赤池三男第27話「-男女平等-」(H25.11.25)

 「日本の男児は毅然たれ!男手一つで女房子供を養っていけ!」は、今では極めて古い思想のようだ。でも、戦前の教育を受けた日本人には、女性を守る思想が、どこか心の中に残っている。特に九州では、社会生活に男と女は違うという思想が長い間残っていたと聞くが、今では否定する九州人が多い。男女同権運動は、古くは平塚らいてう、市川房枝さんらの名前が挙げられる。
 放映中のNHKの大河ドラマでは、古い時代の女性の活躍を描いた、新島八重さんの「八重の桜」で女性の大活躍を描いている。
 男女平等は当然ながら、「男だけが苦労をして、女子供(おんなこども)には楽な生活をさせろ!」も、いけないことになるらしい。

 日本国憲法第14条(法の下の平等及び栄典)では、男と女は同権にあり、同じ苦労をして同じ幸福を願うことに有るとしている。(男としては苦しい仕事をしてでも、女子供には楽をさせてやりたい気持ちを持ってはいるのだが…)
 男女共同參画社会基本法がある。平成11年に小渕内閣によって立法された。男女平等意識から更に向上を期待するための思想である。内閣は勿論、地方公共団体でも勉強会を開いて、目的を達成しようと努力している。

 昭和40年代の終わり頃、国税庁職員の男女差別が問題化された。国会で日本社会党や日本共産党が、「女性を役職に付けさせろ!男だけの税務大学校の本科に入学させろ!」と強く主張していた。
 当時、女性が一割足らずの税務署には、女性の署長や課長など、役職者はいなかった。
 本当は、させたくても出来ない事情が有ったらしい。専門職の税務署は、採用時に男性だけ

を採用していた。一年間の専門教育を受けて、激務につく男の職場であった。女性は補助的採用で行政職(一)だったから、幾ら優秀でも役職には就けなかった。
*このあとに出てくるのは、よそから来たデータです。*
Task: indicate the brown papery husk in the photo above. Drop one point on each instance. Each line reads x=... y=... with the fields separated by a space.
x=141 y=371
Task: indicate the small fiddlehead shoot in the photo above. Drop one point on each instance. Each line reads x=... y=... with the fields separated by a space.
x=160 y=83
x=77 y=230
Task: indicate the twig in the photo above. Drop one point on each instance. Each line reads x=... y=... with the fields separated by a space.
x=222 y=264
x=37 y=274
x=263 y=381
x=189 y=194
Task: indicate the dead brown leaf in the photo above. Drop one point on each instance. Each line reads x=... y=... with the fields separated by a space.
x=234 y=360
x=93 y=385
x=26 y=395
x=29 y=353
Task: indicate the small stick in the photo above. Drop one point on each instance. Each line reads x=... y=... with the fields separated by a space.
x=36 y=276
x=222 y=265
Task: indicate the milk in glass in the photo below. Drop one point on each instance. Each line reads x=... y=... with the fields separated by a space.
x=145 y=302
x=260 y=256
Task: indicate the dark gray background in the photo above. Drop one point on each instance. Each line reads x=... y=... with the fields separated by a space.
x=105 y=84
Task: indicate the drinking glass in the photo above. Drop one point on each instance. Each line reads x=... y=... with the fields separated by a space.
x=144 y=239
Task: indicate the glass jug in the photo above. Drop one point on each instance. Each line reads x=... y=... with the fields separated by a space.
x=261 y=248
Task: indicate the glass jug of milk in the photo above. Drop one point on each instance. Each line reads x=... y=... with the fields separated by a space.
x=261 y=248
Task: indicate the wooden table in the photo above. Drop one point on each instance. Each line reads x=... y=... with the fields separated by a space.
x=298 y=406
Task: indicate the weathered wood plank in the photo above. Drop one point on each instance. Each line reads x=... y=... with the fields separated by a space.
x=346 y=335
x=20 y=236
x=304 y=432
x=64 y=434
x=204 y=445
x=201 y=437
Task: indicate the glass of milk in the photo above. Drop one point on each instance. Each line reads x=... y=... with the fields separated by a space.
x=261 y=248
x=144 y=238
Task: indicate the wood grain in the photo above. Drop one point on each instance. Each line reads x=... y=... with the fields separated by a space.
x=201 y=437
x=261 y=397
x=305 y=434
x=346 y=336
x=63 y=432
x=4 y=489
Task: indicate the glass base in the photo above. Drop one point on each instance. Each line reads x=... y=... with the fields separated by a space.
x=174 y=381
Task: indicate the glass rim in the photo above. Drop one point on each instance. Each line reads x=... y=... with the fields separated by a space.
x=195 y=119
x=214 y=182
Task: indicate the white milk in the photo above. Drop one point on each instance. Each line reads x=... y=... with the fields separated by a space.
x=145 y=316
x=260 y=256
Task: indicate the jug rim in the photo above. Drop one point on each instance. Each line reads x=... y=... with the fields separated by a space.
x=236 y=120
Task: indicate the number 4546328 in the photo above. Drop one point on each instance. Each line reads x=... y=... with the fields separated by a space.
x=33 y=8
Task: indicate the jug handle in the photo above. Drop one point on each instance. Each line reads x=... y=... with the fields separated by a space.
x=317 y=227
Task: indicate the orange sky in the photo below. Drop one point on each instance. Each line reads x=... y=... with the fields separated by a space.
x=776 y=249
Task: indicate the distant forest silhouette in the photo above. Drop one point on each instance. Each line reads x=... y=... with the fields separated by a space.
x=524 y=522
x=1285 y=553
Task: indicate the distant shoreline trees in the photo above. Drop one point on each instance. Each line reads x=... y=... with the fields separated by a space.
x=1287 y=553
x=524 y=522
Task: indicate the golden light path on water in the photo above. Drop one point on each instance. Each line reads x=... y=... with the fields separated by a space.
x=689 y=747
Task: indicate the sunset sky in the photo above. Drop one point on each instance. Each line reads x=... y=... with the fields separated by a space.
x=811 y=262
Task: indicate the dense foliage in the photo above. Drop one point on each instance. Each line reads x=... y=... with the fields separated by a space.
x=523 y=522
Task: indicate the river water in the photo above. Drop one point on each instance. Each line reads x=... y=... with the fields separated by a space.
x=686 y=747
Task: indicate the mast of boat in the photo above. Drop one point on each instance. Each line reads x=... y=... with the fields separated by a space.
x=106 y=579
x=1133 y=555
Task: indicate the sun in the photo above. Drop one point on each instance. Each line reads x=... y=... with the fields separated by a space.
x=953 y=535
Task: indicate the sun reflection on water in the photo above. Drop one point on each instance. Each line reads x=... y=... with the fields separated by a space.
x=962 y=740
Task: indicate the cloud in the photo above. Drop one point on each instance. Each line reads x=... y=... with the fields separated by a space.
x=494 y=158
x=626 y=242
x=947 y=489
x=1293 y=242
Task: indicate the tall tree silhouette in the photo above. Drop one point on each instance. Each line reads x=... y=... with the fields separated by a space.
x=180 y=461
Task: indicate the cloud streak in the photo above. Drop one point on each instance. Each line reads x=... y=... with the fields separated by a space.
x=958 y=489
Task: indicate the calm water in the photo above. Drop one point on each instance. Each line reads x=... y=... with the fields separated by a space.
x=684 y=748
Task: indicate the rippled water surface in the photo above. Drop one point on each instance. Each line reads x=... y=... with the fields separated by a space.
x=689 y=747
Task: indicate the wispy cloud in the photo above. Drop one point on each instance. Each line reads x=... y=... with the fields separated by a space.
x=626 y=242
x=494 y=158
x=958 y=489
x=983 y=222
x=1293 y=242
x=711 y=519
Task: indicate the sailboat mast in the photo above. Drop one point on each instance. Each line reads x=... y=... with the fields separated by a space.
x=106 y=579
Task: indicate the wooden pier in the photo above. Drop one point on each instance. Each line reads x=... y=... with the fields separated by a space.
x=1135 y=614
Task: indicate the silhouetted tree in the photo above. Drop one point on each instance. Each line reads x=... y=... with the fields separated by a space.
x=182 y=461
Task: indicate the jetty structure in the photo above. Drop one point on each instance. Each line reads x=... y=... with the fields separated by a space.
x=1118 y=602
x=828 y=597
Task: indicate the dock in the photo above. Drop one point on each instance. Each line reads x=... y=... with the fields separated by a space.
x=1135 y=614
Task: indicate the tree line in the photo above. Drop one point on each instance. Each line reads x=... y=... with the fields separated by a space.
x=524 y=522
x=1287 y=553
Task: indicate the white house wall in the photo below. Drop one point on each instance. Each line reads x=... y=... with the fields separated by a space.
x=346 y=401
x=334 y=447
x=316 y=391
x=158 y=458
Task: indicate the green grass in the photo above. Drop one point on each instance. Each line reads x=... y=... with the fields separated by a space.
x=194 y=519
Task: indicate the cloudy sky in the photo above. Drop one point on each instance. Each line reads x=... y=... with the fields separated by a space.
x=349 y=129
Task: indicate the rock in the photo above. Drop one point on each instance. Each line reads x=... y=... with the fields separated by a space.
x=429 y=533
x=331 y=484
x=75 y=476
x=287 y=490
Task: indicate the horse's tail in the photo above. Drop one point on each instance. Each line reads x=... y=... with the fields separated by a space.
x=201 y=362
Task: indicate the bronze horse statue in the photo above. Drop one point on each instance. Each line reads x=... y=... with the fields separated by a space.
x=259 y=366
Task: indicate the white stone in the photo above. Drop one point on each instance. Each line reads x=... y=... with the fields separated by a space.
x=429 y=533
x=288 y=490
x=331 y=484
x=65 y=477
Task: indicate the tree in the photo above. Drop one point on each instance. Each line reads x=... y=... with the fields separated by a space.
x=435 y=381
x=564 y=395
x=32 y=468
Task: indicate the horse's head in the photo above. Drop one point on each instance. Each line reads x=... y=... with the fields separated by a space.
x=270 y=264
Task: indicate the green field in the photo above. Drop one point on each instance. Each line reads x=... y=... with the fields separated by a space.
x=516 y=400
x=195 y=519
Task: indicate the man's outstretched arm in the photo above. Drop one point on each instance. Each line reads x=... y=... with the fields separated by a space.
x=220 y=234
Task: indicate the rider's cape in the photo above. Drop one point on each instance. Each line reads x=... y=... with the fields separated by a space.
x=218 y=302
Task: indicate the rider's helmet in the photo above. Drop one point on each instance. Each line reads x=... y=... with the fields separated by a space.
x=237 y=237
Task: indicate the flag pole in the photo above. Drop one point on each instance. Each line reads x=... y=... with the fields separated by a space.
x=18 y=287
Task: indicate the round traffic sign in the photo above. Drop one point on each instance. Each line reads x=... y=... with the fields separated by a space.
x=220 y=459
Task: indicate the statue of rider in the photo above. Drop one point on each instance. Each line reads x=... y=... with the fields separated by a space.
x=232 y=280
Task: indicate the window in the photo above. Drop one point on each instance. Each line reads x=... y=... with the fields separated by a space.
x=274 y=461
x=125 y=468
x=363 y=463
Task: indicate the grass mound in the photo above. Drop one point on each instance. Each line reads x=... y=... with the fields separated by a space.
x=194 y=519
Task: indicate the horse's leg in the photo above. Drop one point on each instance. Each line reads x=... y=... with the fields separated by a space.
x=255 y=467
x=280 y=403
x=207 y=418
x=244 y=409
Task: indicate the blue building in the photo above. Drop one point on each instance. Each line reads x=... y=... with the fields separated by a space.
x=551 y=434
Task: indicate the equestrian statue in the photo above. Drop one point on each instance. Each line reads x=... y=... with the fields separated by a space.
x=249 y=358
 国会で質問取りの際、質問予定の先生方には「税務職は、激職である。寒い降雪の中、徹夜で張り込みをする。税務行政に理解を示さない圧力団体とのやり取りを、体を張って阻止するなど困難な職場。肉体的、精神的な苦労を女性にさせたくない」と申し開きをしたら、質問予定の女性議員がヒステリックに言った。「その考えがいけないのよ!女だからと言って甘やかすのが同権を阻害しているのよ!」。少子は、やっぱり男女平等を理解していなかったのだ、と深く反省。
 国税庁も、女性を税務大学校本科に入校させる意識は無かった。参議院で「国税庁は、なぜ女性を本科に入校させないのだ!」の追求に「(全入寮制度の)本科に入校しても、女性用風呂や女性用トイレが無いのです」など、ちんぷんかんぷんの答えをして、はぐらかしていたほどだ。

 平成25年の現在、国税職員は約5万6千人のうち、女性は約一万人を超えている。平成23年採用1094人の内、26%を女性が占めている。近い将来の見込みは30%だという。
 今では、国税専門官試験や普通科入校では、男女の区分がない。本科も入校できる。正否のほどは定かでないが、入校試験成績は、女性の方が男性より成績が良いと言われている。
 映画やドラマで、女性税務職員の働きが描かれ、税の職場は、女性の職場ではないかと錯覚が起きるほどである。
 今では、女性の税務署長はざらにいる。キャリアだが国税局長もいる。